Autoria: Yago Barreto Bezerra

Descrição da obra: O conto descreve, em primeira pessoa, as experiências confusas de um ser isolado, cujo fio que o liga ao outro acha-se fragilizado, desgastado.

Expressão: Literatura

 

 

CONTO DE QUARENTENA
(PRÉVIA)

 

Ei… por entre o espelho… estás aí? Esta é minha última chance de comunicar-me — quiçá. Não há nada para contar? O que vem após o niilismo? O ultra-niilismo? Perdemos a capacidade da comoção pelas grandes histórias? As grandes histórias foram dissolvidas? Eu sou um resultado deste processo de desencantamento humano? Estamos nos confins de nossa experiência conjunta? É aqui que os séculos acabam? E então, volvemos ao início?

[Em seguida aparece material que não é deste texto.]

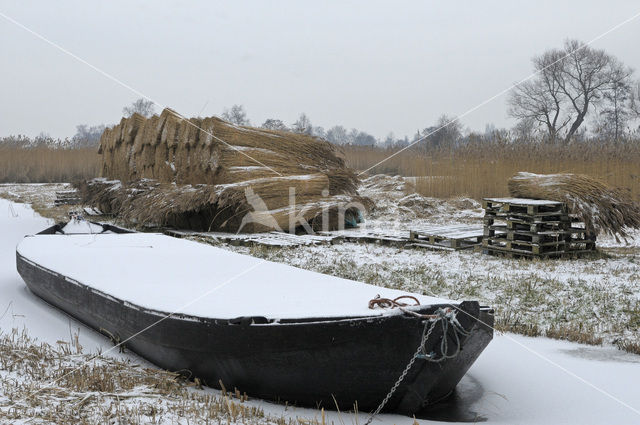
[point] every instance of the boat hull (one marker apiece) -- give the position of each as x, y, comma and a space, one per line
311, 362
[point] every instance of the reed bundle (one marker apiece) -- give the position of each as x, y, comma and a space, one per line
208, 174
602, 208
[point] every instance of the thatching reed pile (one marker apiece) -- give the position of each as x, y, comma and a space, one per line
602, 208
207, 174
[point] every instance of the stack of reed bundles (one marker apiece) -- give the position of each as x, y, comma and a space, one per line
603, 209
201, 174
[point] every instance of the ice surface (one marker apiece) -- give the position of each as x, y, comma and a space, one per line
162, 273
516, 380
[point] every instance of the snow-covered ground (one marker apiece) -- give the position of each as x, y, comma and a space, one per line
517, 380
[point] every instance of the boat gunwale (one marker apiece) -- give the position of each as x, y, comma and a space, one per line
219, 321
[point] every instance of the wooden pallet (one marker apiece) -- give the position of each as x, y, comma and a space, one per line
385, 238
532, 228
454, 237
67, 197
523, 206
497, 251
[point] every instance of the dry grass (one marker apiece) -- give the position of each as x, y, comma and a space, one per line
483, 169
47, 165
47, 383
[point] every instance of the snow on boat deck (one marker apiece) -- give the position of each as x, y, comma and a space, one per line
162, 273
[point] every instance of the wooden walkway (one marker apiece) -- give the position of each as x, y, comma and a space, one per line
455, 237
451, 237
269, 239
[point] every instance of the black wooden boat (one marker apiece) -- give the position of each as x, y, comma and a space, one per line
311, 359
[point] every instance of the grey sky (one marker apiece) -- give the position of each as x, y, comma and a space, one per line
377, 66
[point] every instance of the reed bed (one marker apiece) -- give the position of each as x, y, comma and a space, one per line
47, 165
483, 169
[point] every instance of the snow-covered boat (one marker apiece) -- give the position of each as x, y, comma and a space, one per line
268, 329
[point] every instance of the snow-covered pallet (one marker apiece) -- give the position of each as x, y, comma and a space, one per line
91, 211
67, 197
270, 239
533, 228
454, 237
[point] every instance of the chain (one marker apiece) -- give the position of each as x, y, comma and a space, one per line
425, 337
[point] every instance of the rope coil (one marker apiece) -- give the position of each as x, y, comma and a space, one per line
445, 316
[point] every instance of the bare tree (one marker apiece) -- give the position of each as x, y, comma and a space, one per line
274, 124
584, 76
302, 125
236, 115
570, 83
618, 103
541, 100
635, 100
338, 135
141, 106
87, 136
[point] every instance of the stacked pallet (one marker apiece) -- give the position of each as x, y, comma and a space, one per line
519, 227
67, 197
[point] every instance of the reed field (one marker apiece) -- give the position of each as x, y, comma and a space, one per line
483, 169
475, 171
47, 165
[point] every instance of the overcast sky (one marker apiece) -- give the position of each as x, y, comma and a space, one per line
377, 66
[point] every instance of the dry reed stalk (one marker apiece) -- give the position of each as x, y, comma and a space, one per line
483, 169
602, 208
197, 181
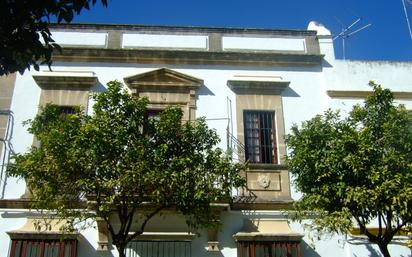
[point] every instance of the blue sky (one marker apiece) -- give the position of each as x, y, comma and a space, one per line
386, 39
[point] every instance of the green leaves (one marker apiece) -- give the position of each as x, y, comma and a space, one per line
22, 24
358, 167
119, 160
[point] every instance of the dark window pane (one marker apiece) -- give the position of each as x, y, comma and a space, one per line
260, 137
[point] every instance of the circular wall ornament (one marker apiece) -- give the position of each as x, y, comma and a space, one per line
264, 181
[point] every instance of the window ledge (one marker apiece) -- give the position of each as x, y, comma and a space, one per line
267, 166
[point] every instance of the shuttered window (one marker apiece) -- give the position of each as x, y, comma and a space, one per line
268, 249
43, 248
159, 249
260, 137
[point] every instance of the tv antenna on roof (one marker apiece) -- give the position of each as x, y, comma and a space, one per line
407, 3
349, 31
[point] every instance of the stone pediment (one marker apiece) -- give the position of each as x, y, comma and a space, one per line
162, 79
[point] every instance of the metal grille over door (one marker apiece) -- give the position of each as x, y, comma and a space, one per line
260, 136
158, 248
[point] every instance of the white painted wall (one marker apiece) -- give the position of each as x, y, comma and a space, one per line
305, 97
93, 39
164, 41
261, 43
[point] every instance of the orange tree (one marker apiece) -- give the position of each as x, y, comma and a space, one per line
118, 161
357, 169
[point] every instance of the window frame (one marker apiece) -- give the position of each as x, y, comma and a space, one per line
266, 146
61, 243
277, 248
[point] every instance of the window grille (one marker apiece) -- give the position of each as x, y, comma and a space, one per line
268, 249
43, 248
260, 137
159, 249
67, 109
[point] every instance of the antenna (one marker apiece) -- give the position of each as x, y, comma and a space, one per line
349, 31
406, 15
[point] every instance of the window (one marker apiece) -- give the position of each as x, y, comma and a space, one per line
43, 248
67, 109
159, 248
268, 249
260, 136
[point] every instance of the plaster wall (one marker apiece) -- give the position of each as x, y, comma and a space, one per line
355, 75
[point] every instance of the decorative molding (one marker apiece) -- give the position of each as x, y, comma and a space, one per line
357, 94
278, 237
66, 80
42, 228
166, 87
251, 204
32, 235
162, 79
167, 236
257, 87
150, 56
267, 230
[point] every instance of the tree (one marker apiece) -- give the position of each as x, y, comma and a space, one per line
126, 165
25, 38
357, 169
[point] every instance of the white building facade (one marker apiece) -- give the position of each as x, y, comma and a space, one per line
237, 79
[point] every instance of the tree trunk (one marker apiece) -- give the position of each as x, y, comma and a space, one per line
121, 249
384, 249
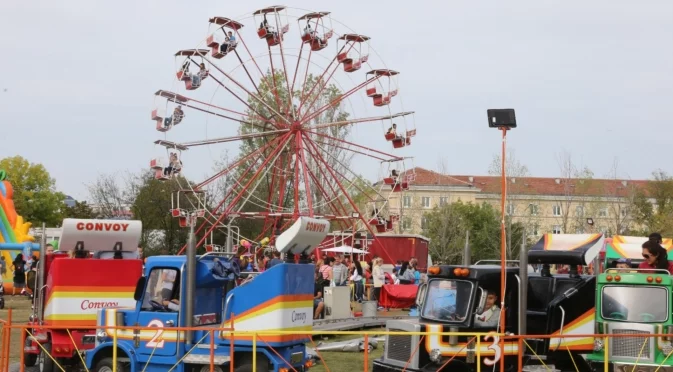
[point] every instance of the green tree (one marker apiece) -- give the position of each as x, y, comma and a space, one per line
79, 210
276, 108
35, 195
653, 206
446, 227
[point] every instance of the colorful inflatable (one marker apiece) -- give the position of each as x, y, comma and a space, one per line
14, 236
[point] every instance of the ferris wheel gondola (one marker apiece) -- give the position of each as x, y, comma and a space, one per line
299, 125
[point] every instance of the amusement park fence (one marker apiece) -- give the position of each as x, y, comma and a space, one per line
478, 340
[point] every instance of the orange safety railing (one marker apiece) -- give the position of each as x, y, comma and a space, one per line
259, 339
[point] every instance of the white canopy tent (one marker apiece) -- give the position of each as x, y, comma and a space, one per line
344, 249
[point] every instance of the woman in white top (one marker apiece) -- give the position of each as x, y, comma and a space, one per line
379, 278
356, 279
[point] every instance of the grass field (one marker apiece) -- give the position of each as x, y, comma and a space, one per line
335, 361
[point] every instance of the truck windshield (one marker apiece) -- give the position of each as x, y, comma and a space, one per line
635, 303
448, 300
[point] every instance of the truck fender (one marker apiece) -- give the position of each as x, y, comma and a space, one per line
105, 350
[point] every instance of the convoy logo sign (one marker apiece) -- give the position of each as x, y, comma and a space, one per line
91, 305
315, 227
102, 226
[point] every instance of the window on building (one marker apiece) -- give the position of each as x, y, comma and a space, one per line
533, 208
424, 222
406, 223
510, 209
624, 211
579, 211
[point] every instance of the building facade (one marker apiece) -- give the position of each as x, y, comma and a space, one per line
542, 205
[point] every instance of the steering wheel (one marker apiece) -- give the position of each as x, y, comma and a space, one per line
617, 315
647, 317
158, 306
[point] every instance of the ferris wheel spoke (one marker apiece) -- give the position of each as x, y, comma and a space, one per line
342, 123
284, 140
290, 98
351, 150
367, 194
254, 61
273, 79
254, 96
245, 68
330, 202
183, 98
395, 157
307, 185
319, 81
307, 118
343, 190
234, 138
237, 163
243, 101
296, 69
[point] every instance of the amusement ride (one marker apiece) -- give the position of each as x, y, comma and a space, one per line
298, 130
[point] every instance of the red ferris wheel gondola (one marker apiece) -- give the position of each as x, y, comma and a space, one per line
312, 35
351, 54
296, 117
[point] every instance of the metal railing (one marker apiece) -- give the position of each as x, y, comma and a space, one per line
515, 345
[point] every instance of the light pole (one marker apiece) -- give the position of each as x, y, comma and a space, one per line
503, 120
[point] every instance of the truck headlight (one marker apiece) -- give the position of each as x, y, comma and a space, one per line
435, 355
598, 344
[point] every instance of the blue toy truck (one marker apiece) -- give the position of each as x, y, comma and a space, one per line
279, 299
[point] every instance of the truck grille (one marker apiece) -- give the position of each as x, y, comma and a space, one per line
630, 347
398, 347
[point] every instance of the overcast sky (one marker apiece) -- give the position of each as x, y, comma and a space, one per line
593, 78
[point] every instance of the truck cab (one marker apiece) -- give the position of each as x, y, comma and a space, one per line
98, 270
279, 299
636, 302
466, 299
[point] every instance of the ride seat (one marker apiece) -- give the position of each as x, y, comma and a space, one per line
398, 142
156, 164
159, 175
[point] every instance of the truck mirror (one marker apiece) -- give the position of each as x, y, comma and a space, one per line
420, 295
140, 288
482, 301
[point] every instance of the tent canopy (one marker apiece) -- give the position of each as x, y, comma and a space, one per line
344, 249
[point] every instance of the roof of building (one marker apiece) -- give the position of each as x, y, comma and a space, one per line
531, 185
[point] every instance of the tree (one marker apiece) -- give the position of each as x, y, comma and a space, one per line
653, 206
80, 210
516, 204
446, 227
35, 195
576, 182
275, 189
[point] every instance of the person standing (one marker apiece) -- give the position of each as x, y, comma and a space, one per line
19, 267
339, 272
379, 278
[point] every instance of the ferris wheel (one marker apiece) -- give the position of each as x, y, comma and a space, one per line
294, 92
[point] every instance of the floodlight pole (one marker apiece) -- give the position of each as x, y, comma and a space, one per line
503, 246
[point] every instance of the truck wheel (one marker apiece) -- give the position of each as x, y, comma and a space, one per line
248, 368
46, 364
106, 364
30, 359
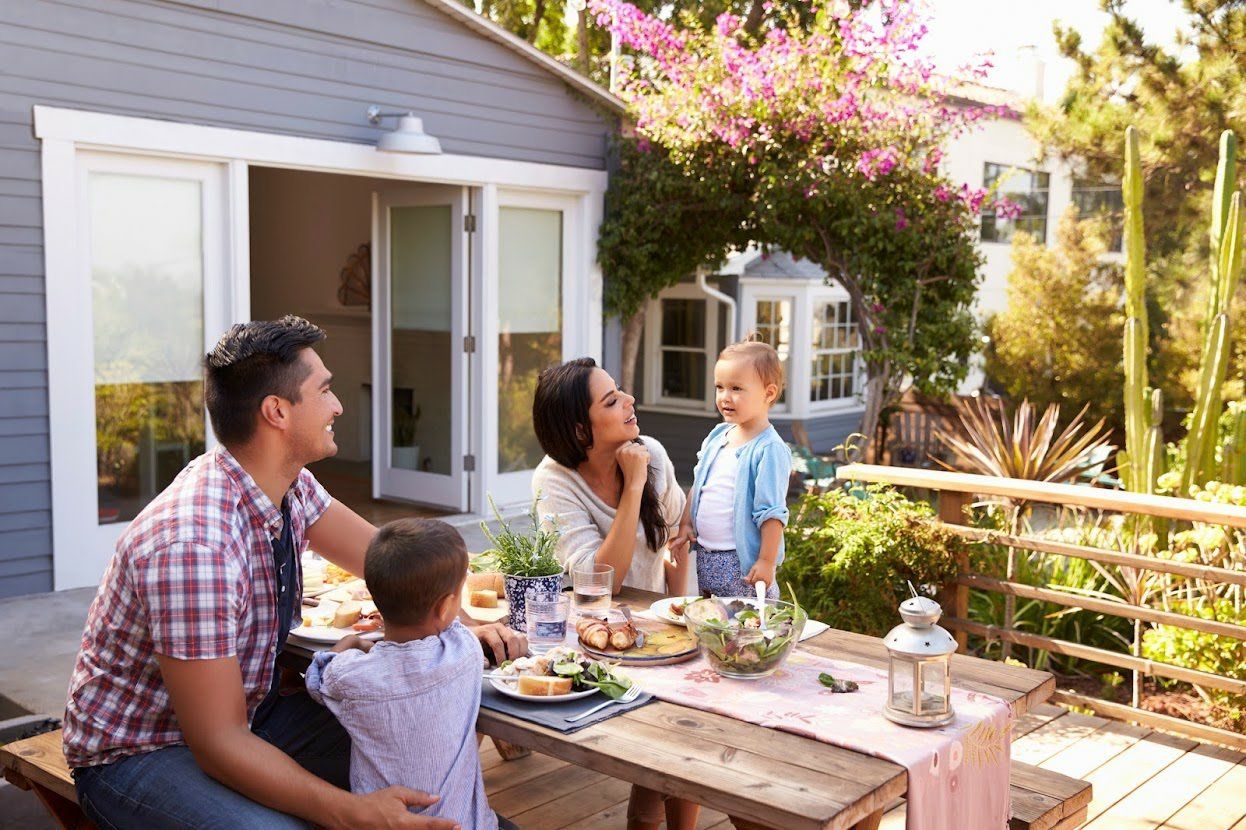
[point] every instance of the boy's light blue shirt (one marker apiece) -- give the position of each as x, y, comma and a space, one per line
760, 486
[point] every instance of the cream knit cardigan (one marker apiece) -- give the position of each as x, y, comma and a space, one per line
584, 520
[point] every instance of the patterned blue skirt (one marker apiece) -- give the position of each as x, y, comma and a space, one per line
718, 572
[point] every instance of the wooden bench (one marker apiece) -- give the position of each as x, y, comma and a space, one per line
1041, 799
1047, 800
38, 764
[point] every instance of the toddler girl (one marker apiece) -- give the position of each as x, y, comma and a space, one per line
738, 506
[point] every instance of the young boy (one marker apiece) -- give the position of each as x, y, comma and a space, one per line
738, 506
410, 702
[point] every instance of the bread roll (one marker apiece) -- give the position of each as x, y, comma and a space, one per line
484, 598
593, 633
348, 615
543, 686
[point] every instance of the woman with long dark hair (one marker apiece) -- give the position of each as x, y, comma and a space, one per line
613, 492
614, 497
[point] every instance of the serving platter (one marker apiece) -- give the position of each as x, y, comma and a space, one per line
661, 608
663, 644
508, 689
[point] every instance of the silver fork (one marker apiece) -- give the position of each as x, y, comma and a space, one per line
628, 697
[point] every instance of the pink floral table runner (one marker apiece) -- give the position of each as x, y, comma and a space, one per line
957, 774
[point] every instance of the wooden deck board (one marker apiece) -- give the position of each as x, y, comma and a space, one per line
1033, 719
1221, 803
1095, 749
1054, 735
1133, 768
1169, 790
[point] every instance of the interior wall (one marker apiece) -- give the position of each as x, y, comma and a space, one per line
303, 228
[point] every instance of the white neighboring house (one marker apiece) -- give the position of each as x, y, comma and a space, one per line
811, 322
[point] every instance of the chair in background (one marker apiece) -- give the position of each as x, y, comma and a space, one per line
816, 471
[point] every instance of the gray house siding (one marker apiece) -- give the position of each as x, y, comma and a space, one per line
282, 66
682, 435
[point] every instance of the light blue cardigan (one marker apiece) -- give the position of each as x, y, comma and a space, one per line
760, 487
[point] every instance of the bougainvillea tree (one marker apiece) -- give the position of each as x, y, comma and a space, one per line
832, 132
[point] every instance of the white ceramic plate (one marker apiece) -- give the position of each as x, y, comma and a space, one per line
508, 689
662, 610
327, 634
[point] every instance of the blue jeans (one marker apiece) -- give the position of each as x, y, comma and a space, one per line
166, 788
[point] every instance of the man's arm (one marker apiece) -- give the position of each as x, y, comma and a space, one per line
342, 536
209, 704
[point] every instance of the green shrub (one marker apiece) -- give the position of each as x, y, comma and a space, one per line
849, 558
1204, 652
1049, 571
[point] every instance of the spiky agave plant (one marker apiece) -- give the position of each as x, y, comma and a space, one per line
1023, 446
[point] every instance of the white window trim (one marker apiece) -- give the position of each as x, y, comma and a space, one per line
1022, 167
806, 293
65, 132
749, 324
653, 395
516, 487
832, 294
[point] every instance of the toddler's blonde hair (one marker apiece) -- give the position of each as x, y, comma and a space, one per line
761, 357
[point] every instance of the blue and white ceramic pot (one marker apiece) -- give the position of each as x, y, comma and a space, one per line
516, 595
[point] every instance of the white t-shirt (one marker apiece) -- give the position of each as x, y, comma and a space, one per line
715, 509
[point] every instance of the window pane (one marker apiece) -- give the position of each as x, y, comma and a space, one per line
683, 375
1102, 200
421, 277
530, 325
774, 327
1024, 187
683, 323
146, 254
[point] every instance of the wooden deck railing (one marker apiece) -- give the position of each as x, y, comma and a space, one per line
957, 489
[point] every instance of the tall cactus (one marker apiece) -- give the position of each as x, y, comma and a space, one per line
1232, 469
1226, 262
1133, 461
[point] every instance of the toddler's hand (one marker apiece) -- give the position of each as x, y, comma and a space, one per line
761, 571
351, 641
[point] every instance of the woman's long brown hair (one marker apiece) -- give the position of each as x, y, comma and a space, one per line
561, 420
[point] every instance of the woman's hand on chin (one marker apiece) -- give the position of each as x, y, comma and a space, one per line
633, 460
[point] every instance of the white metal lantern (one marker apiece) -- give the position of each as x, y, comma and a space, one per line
920, 663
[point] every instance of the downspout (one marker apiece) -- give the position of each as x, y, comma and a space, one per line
727, 299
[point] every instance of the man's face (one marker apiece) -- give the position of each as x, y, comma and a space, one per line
312, 418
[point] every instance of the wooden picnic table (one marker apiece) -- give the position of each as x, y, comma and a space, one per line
755, 774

Leitor, estás aí? Estou por acaso do outro lado do espelho — peço desculpas. Por que peço desculpas? Hábito talvez. O tempo, leitor — seria o tempo? —, vem-me engolindo, suprimindo, ou que quer que seja. Há um vácuo, que parece imenso, infinito, entre nós dois. Que história, portanto, há de se contar? Talvez ainda seja possível… diminuir o abismo. É incerto.

Hoje sinto-me outra pessoa, uma pessoa distinta da que fui dois meses atrás, algo um tanto mais seco e um tanto mais livre. Mas não sei se a liberdade é boa. Não me acho mais feliz agora, o que não me surpreende. Acho-me contraditoriamente suprimido. Tu entendes, leitora, a sensação que me perfaz? Sou isto, esta supressão de mim mesmo, há muito tempo? Hoje chove, mas o hoje não é importante. Chove por detrás das cortinas de meu quarto, e a chuva faz barulho. Talvez eu queira morrer. Sou fraco por pensar esta hipótese?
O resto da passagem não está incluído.